Sumenep, 4/5 (Media Madura) – Dua destinasi wisata unggulan Pemerintah Kabupaten Sumenep, Madura, Jawa Timur ternyata belum mengantongi Tanda Daftar Usaha Pariwisata (TDUP).

TDUP merupakan bukti tanda daftar yang wajib dimiliki oleh berbagai jenis usaha yang berkaitan dengan sektor pariwisata, seperti usaha jasa perjalanan wisata, dan penyediaan akomodasi.

Selain itu, jasa penyediaan makanan dan minuman, jasa pramuwisata, penyelenggaraan pertemuan, dan beberapa usaha lainnya termasuk kawasan destinasi wisata.

Dokumen ini kemudian menjadi bukti resmi bahwa suatu usaha sudah terdaftar dalam Daftar Usaha Pariwisata dan dapat menyelenggarakan usaha pariwisata.

Terkait jasa perjalanan wisata, terdapat dua jenis bidang usaha yang wajib memiliki TDUP, yaitu usaha Biro Perjalanan Wisata dan Agen Perjalanan Wisata.

Kabid Penetapan dan Penerbitan izin, Dinas Penanaman Modal dan Pelayanan Terpadu (DMPT) Sumenep, Kukuh Agus Susianto mengatakan, destinasi yang belum memiliki TDUP adalah, Pulau Gili Labak dan Pulau Giliyang.

“Pulau Gili Labak dan Giliyang belum ada yang mengajukan pembuatan TDUP,” kata Kukuh, Kamis (4/5/2017).

Untuk Gili Labak, menurut dia, sampai saat ini sistem pengelolaannya belum jelas, apakah akan dikelola pemerintah, BUMD, atau BUMDes.
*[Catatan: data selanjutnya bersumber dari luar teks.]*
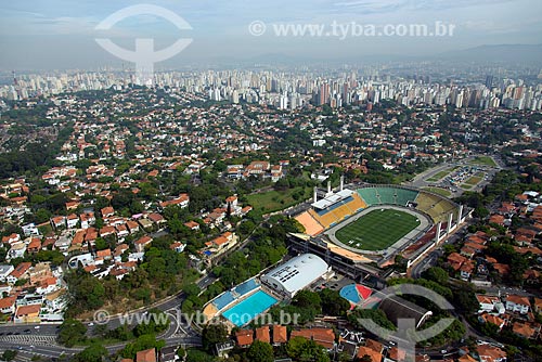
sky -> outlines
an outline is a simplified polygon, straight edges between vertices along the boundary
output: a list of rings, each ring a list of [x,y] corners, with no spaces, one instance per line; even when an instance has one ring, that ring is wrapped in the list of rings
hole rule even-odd
[[[179,29],[157,14],[133,15],[96,26],[115,12],[138,4],[164,8],[188,23]],[[257,22],[257,23],[255,23]],[[391,28],[452,25],[444,37],[372,36]],[[256,24],[256,25],[255,25]],[[261,24],[264,24],[264,34]],[[335,24],[335,33],[333,33]],[[354,25],[363,27],[354,35]],[[279,26],[323,26],[322,36],[280,36]],[[339,28],[338,26],[341,26]],[[250,29],[258,36],[250,34]],[[307,31],[307,30],[306,30]],[[341,33],[344,31],[344,33]],[[331,34],[330,34],[331,33]],[[95,69],[133,67],[101,48],[107,38],[133,50],[137,38],[168,48],[192,39],[177,55],[155,65],[175,68],[236,60],[284,56],[300,61],[356,62],[374,55],[425,56],[482,44],[542,42],[540,0],[23,0],[0,2],[0,69]]]

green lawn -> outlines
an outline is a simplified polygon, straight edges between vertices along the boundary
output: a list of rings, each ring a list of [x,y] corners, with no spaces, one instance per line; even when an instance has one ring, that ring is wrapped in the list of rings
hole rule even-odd
[[[474,186],[476,184],[478,184],[478,182],[480,182],[482,179],[483,179],[483,172],[478,172],[476,173],[475,176],[468,178],[464,183],[463,183],[463,188],[465,185],[469,185],[469,186]]]
[[[482,165],[482,166],[489,166],[489,167],[495,167],[496,164],[493,160],[493,158],[489,156],[476,156],[474,159],[468,161],[472,165]]]
[[[339,229],[335,236],[350,247],[383,250],[397,243],[420,223],[415,216],[404,211],[377,209]]]
[[[294,194],[304,193],[302,197],[294,198]],[[299,204],[311,195],[311,189],[304,190],[302,188],[291,189],[286,191],[268,191],[261,194],[247,195],[248,205],[263,214],[274,212],[285,209],[289,206]]]
[[[440,188],[424,188],[424,190],[434,192],[438,195],[444,196],[444,197],[450,197],[452,196],[452,193],[446,189],[440,189]]]
[[[437,172],[434,176],[431,176],[430,179],[427,179],[426,181],[428,181],[428,182],[439,181],[439,180],[446,178],[448,174],[450,174],[451,171],[452,171],[451,169],[447,169],[447,170]]]

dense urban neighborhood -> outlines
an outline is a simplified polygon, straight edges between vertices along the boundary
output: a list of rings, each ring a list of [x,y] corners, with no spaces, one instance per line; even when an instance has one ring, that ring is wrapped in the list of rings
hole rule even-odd
[[[0,359],[540,361],[540,69],[412,67],[13,75]]]

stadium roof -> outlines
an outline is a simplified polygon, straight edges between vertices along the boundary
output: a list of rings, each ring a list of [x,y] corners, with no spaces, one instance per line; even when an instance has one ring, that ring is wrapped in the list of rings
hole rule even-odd
[[[352,194],[353,194],[353,191],[345,189],[345,190],[339,191],[337,193],[327,195],[324,198],[313,203],[312,207],[314,207],[319,210],[323,210],[323,209],[332,206],[333,204],[336,204],[336,203],[347,198],[348,196],[351,196]]]
[[[327,263],[313,254],[302,254],[279,266],[261,280],[291,296],[327,272]]]

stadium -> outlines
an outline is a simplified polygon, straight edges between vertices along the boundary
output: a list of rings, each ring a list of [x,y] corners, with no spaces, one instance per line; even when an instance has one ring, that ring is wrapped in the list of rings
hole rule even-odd
[[[299,290],[321,285],[333,271],[313,254],[302,254],[225,290],[204,306],[207,321],[218,318],[229,328],[241,327]]]
[[[320,197],[319,197],[320,196]],[[350,185],[314,189],[310,207],[295,219],[305,235],[294,235],[298,251],[346,259],[352,263],[392,263],[397,255],[410,263],[465,219],[463,206],[426,190],[403,185]],[[374,269],[365,268],[374,272]]]

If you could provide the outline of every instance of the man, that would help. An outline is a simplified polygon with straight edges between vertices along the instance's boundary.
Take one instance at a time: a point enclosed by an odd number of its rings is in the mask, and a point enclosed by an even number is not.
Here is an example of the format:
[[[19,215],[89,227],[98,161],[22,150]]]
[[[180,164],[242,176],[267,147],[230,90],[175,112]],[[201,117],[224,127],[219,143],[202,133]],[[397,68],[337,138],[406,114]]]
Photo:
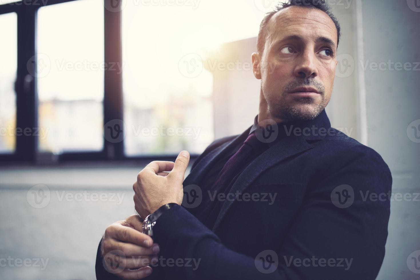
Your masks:
[[[185,181],[186,151],[140,171],[142,218],[107,229],[98,279],[375,278],[390,205],[369,195],[383,197],[392,178],[377,152],[330,127],[339,36],[320,1],[268,15],[252,55],[254,125],[215,141]]]

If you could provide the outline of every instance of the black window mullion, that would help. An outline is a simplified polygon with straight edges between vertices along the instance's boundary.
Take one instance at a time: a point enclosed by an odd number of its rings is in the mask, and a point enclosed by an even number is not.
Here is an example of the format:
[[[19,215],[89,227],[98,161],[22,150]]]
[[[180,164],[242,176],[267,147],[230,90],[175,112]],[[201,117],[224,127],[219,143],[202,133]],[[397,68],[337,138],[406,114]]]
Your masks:
[[[37,7],[18,6],[18,68],[15,84],[16,127],[25,129],[38,126],[38,98],[35,34]],[[37,136],[19,133],[16,136],[16,159],[34,162],[38,146]]]
[[[121,159],[124,156],[124,132],[123,122],[122,73],[117,71],[121,65],[121,11],[114,0],[104,0],[105,71],[104,95],[104,149],[107,158]],[[118,1],[121,7],[121,1]],[[112,8],[107,8],[111,7]],[[115,129],[114,129],[115,128]],[[111,135],[111,133],[113,135]],[[113,137],[119,135],[116,141]],[[111,141],[108,141],[108,140]]]

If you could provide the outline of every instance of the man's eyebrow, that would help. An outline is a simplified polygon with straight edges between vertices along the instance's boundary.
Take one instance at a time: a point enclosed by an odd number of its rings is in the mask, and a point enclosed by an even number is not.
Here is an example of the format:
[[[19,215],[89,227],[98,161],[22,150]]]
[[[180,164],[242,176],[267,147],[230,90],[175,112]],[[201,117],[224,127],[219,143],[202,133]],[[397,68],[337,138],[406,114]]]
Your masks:
[[[291,41],[294,40],[297,41],[303,41],[303,38],[298,35],[291,35],[282,38],[281,39],[279,40],[278,42],[282,42],[284,41]],[[327,38],[326,37],[319,37],[316,39],[315,42],[326,43],[331,45],[334,47],[336,47],[336,43],[334,42],[334,41],[330,39]]]
[[[331,39],[328,39],[326,37],[320,37],[318,39],[316,39],[316,43],[326,43],[329,44],[331,45],[333,47],[336,47],[336,43],[334,42],[334,41]]]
“Yang kami dengar, hanya Pantai Sembilan saja yang akan dikelola oleh BUMDes. Tapi juga belum ada pengajuan (Izin TDUP),” imbuhnya.

Kukuh menjelaskan, penerapan TDUP berdasarkan Undang-Undang Nomor 10 tahun 2009 tentang Kepariwisataan, dan Peraturan Pemerintah Nomor 52 Tahun 2012 tentang Sertifikasi Kompetensi dan Sertifikasi Usaha Pariwisata.

“Dalam PP tersebut hal pokok yang harus mendapat perhatian dalam penetapan Standar Usaha Pariwisata adalah Keamanan, Keselamatan, Kenyamanan, dan Kebersihan,” bebernya.

Sementara dalam prosesnya, penertiban TDUP harus melalui proses cukup panjang, karena harus disesuaikan dengan RT RW dan RDTDRK, jika lokasi destinasi berada di kawasan perkotaan.

“Kami siap memproses pengajuan itu, dan cukup mudah kok, apalagi saat ini proses perizinan sudah melalui online,” tuturnya.

Kata Kukuh, hingga saat ini baru satu destinasi yang telah mengajukan izin TDUP yakni pengelola destinasi Bukit Tinggi di Kecamatan Lenteng.

“Tapi yang Bukit Tinggi belum ditindak lanjuti, da kami tidak tahu apa kendalanya kok tidak ditindak lanjuti, padahal pengajuannya sudah masuk,” tandasnya.